Was bewirkt die Lockerung des „Werbeverbots“? Was sagt der Paragraph 219a über das Frauen- und Gesellschaftsbild in Deutschland aus? Sollte der „Abtreibungs-Paragraf“ 218 aus dem Strafgesetzbuch gestrichen werden?
„Recht auf Leben und Selbstbestimmung – die neue Debatte über Abtreibungen“
über dieses Thema diskutierten am Sonntag mit Anne Will Franziska Giffey (SPD), Bundesministerin für Familie, Senioren, Frauen und Jugend, Sabine Leutheusser-Schnarrenberger (FDP), Bundesjustizministerin a.D, Kristina Hänel, Fachärztin für Allgemeinmedizin, sie wurde wegen unerlaubter Werbung für, Schwangerschaftsabbrüche verurteilt, Philipp Amthor (CDU), Bundestagsabgeordneter, Mitglied im Innenausschuss und Abtreibungsgegner und Teresa Bücker, Chefredakteurin des feministischen Magazins „Edition F“
Franziska Giffey verteidigt den Gesetzesentwurf der GroKo, nachdem Ärzt*innen zwar angeben dürfen, dass sie Schwangerschaftsabbrüche vornehmen, aber weiterhin keinerlei weitergehende Informationen, wie z.B. über Methoden oder Kosten, zur Verfügung stellen dürfen. Dies soll von staatlicher Seite geschehen, die Ärzt*innen könnten dies auf ihrer Homepage verlinken. Die Rechtssicherheit sei somit hergestellt. Klingt nach einer funktioerenden Lösung, hinkt aber im Detail, denn sie verbietet Ärzt*innen wie Kristina Hänel weiterhin den Mund. Die SPD hatte ursprünglich die Abschaffung des §219a gefordert, ihren Gesetzesentwurf aber im Rahmen der Koalitionsverhandlungen wieder zurückgezogen. Giffey muss nun den sehr dürftigen Kompromiss bewerben, obwohl sie und ihre Partei eigentlich nicht dahinter stehen. Sie tut einem fast ein bisschen Leid, auf der anderen Seite wirkt es wie ein Gesichtsverlust, aber man sei „nun einmal in einer Koalition“. Sie weist auf den Verhandlungserfolg hin, dass eine von der Union geforderte Studie zu psychischen Folgen von Abtreibungen für die betroffenen Frauen, nicht Teil des Gesetzesentwurfes ist. Besonders die Studie hatte für Empörung gesorgt, denn im Jahr 2019 ist längst hinreichend belegt, dass hier kein Kausalzusammenhang besteht.

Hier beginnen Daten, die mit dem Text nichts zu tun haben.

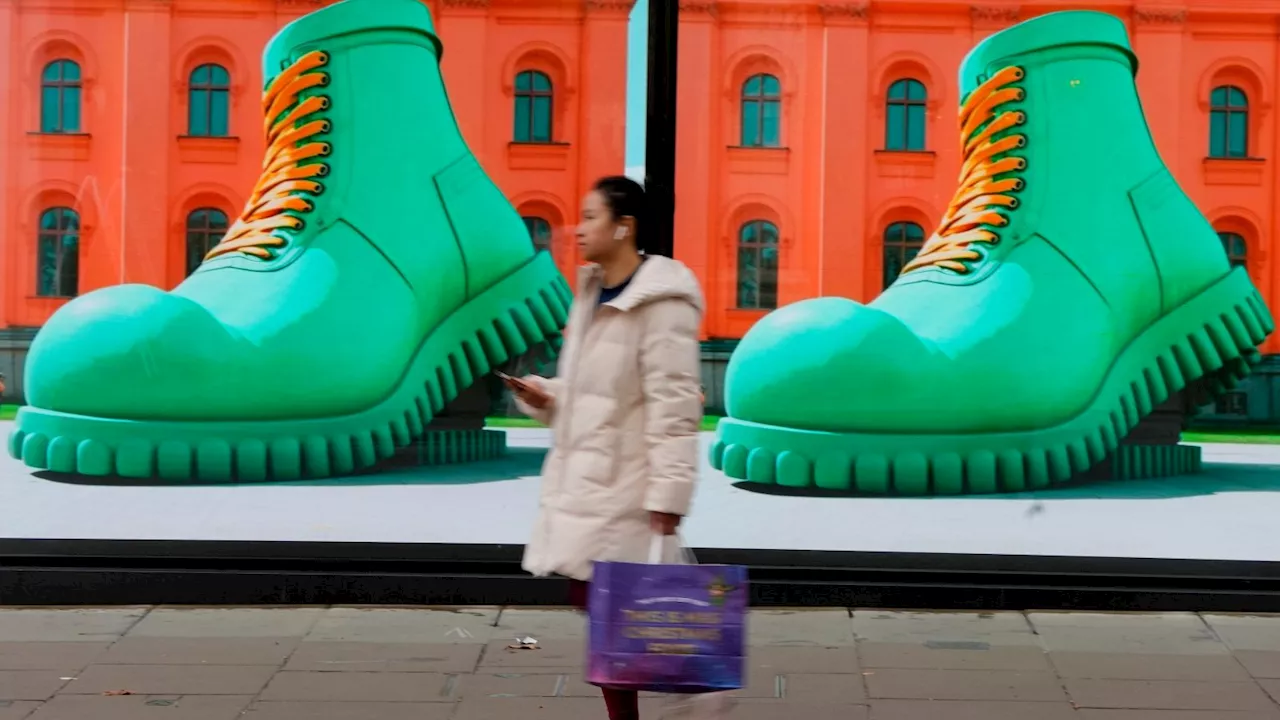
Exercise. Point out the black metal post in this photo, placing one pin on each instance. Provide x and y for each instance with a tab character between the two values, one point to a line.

Auch Philip Amthor stellt sich hinter den Kompromiss, was fast heuchlerisch wirkt, da er als Abtreibungsgegner an Demonstrationen wie dem sogenannten „Marsch für das Leben“ teilnimmt,und sich aktiv im „Lebensschutz“ des Vereins „Durchblick“ engagiert, die beispielsweise Plastikembryonen herstellen die sie so gerne verteilen. Ebenso betont er, an der 1992 eingeführten Reform des §218 festhalten zu wollen. Er räumt Versorgungslücken ein und auch er will diese angeblich geschlossen wissen, dabei sind es gerade die Aktionen der „Lebensschützer“ sowie die Rechtsunsicherheit, die zu viele Ärzt*innen davon abbringen, Schwangerschaftsabbrüche überhaupt erst anzubieten.
Kristina Hänel, deren Verurteilung wegen unerlaubter Werbung für Schwangerschaftsabbrüche, die aktuelle Debatte ausgelöst hatte, ist regelmäßigen Todesdrohungen ausgesetzt. Sie will im Zweifel bis vor das Bundesverfassungsgericht ziehen, denn ihrer Ansicht nach, und diversen juristischen Stellungnahmen zufolge, verstößt der Paragraph aus der Nazizeit gegen das Grundgesetz.
Anne Will konfrontiert Giffey mit der Frage, die sich wohl viele stellen, nämlich warum es bei diesem schwierigen Thema einen Koalitionskompromiss geben muss und man die Abschaffung des §219a nicht als Gewissensentscheidung frei gibt. Denn die FDP, die Grünen und die Linke befürworten ebenfalls die Abschaffung, sehr wahrscheinlich auch Teile der Unionsabgeordneten.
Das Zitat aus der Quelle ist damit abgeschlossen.